In our patient, EEG showed LPDs with sharp wave morphology over the right parietotemporal region, occurring 0.7–1.0 Hz in FDP (Fig. 2A). LPDs are defined as “repetition of a waveform with a relatively uniform morphology and duration, with a quantifiable inter-discharge interval between consecutive waveforms, and recurrence of the waveform at nearly regular intervals, occurring for at least six cycles [4].” Although there is a consensus definition and agreement regarding LPDs, they represent a diverse EEG pattern with variable clinical and prognostic connotations [15] and can represent either an ictal or interictal state. In our case, LPDs appeared to be associated with increased blood flow to the corresponding area on perfusion imaging and pupillary abnormalities (electroclinical seizure), suggesting an ictal state.
Our study, as a single case within our academic neurosciences critical care unit, has limited generalizability but presents direct and quantified evidence for the association. However, this observation requires further validation in a cohort of patients.
To our knowledge, this is the first description of objective documentation of symmetric FDP by pupillometry as a manifestation of LPDs in a critically ill patient with return of the pupillary light reflex after management with anti-seizure medications.

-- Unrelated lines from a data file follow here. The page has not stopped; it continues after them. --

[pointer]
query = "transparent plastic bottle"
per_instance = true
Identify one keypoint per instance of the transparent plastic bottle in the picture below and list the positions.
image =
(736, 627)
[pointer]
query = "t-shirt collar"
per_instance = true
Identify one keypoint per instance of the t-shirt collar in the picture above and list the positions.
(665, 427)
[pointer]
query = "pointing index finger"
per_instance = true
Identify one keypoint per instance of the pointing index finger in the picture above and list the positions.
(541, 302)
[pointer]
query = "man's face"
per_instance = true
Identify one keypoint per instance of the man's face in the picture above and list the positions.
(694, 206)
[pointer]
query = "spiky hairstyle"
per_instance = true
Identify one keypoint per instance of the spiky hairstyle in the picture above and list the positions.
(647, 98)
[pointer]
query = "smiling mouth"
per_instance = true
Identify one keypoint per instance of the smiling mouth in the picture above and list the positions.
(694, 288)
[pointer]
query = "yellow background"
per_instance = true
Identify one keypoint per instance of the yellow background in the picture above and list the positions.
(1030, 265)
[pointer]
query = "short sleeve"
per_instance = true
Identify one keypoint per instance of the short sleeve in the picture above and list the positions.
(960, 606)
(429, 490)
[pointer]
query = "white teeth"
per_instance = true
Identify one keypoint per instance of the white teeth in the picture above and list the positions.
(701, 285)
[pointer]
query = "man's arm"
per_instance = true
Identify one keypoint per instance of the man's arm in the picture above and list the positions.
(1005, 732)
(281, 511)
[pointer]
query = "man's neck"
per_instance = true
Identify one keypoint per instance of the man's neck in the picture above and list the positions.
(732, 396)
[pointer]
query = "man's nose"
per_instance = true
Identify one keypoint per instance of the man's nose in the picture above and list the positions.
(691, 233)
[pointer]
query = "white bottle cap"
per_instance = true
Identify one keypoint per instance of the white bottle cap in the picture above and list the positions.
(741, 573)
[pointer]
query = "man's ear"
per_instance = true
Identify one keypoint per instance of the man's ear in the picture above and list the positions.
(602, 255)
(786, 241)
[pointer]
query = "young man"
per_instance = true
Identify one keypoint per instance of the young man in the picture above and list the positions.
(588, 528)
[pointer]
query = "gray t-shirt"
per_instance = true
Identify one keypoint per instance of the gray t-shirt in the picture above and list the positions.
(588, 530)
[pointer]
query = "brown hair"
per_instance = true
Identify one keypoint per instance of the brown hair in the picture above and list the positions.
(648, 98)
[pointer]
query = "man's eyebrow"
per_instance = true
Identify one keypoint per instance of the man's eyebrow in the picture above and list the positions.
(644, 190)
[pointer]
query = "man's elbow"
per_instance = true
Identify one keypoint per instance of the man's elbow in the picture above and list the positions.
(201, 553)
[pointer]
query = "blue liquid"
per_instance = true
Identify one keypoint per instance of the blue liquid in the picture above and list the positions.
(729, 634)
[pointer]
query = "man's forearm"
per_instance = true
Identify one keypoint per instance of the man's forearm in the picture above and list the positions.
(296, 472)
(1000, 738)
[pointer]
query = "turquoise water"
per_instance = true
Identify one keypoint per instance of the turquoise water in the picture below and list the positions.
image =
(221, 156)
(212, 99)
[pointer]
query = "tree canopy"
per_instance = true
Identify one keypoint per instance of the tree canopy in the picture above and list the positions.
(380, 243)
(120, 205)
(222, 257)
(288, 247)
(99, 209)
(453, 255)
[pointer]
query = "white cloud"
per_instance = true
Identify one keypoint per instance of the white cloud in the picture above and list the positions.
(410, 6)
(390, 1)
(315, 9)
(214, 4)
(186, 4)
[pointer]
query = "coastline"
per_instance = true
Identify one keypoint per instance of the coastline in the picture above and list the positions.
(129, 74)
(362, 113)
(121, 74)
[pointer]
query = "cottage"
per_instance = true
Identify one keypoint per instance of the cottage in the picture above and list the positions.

FDPs may be a clinical manifestation of LPDs. The use of handheld automated pupillometry within the neurocritical care unit, in conjunction with cEEG, provided the therapeutic direction. Further research is warranted to fully describe the mechanistic underpinnings of these observations.


Ethics statement
Approval for this study was waived in accordance with policies of our institution because this study did not include protected health information, data analysis, or testing of a hypothesis, and was de-identified. The requirement for informed consent was waived.
Conflict of interest
No potential conflict of interest relevant to this article.
Author contributions
Conceptualization: CTP, RGG. Data curation: all authors. Methodology: all authors. Project administration: all authors. Visualization: CTP, KSH. Writing–original draft: all authors. Writing–review & editing: all authors.

Supplementary materials

Supplementary materials can be found via https://doi.org/10.18700/jnc.220066.
Supplementary Table 1
Neurological pupil index

Fig. 1.
Computed tomography perfusion imaging. (A) Mean transit time (MTT), (B) cerebral blood flow (CBF), (C) cerebral blood volume (CBV), consistent with hyper-perfusion in the right temporal and occipital lobes (arrows).
Fig. 2.
Screenshot of a 10-second clip of an electroencephalogram in bipolar montage displaying, (A) continuous right hemispheric lateralized periodic discharges with sharp wave morphology, occurring at approximately 0.7–0.8 Hz, noted by an arrow and asterisk, coinciding with fixed and dilated pupil (FDP). (B) Ten-second clip of an electroencephalogram following the administration of a 5-mg midazolam bolus with appearing transient improvement of lateralized periodic discharges and resolution of FDP.